Não será surpresa se, em breve, o novo papa
promover o seu primeiro consistório, elevando ao cardinalato bispos e
arcebispos dos cinco continentes (e talvez até padres e leigos, os chamados
“cardeais in pectore”, que não são de conhecimento público).
Tal iniciativa deverá incluir o atual arcebispo
do Rio de Janeiro, dom Orani Tempesta. Paira certa incongruência no fato de a
arquidiocese carioca não ter, há anos, cardeal titular, como há em São Paulo.
Sobretudo considerando que o Rio acolherá, em julho próximo, a Jornada Mundial
da Juventude, à qual o novo pontífice estará presente.
A imagem da Igreja Católica está manchada, hoje,
por escândalos sexuais e falcatruas financeiras. Não se espere do novo papa
atitudes ousadas enquanto Bento XVI lhe fizer sombra na área do Vaticano. Mas
seria uma irresponsabilidade o papa Francisco não abrir, no interior da Igreja,
o debate sobre a moral sexual.
Nesse tema, são muitas as questões a serem
aprofundadas, a começar pela seleção dos candidatos ao sacerdócio. Já há uma
instrução de Roma aos bispos para que não sejam aceitos jovens notoriamente
afeminados – o que me parece uma discriminação incompatível com os valores
evangélicos. Equivale a impedir o ingresso na carreira sacerdotal de candidatos
heterossexuais dotados de uma masculinidade digna de Don Juan.
O problema não é questão de aparência, e sim de
vocação. Se a Igreja pretende ampliar o número de padres terá que,
necessariamente, retomar o padrão dos seus primeiros séculos e distinguir
vocação ao sacerdócio de vocação ao celibato.

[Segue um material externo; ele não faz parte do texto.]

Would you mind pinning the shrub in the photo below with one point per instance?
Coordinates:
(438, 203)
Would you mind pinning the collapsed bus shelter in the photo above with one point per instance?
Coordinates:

Aqueles que se sentem em condições de se abster
de vida sexual (já que apenas aos anjos é dado prescindir da sexualidade) devem
abraçar a via monástica, religiosa, ainda que alguns se tornem sacerdotes para
o serviço comunitário. Já ao clero diocesano seria facultado escolher a vida
matrimonial, como ocorre hoje nas Igrejas ortodoxa e anglicana, e com os
pastores de Igrejas protestantes.
O caminho mais curto e mais sábio seria o papa
admitir a reinserção de padres casados no ministério sacerdotal. Eles são
milhares. No mundo, calcula-se cerca de 100 mil; no Brasil, 5 mil. Muitos
gostariam de voltar ao serviço pastoral com direito a administrar sacramentos e
celebrar missa.
A medida mais inovadora seria permitir o acesso
de mulheres ao sacerdócio. Não há precedente na história da Igreja, exceto em
países socialistas onde, clandestinos, bispos despreparados ordenaram mulheres
cujo sacerdócio, ao vir à lume, não foi reconhecido por Roma.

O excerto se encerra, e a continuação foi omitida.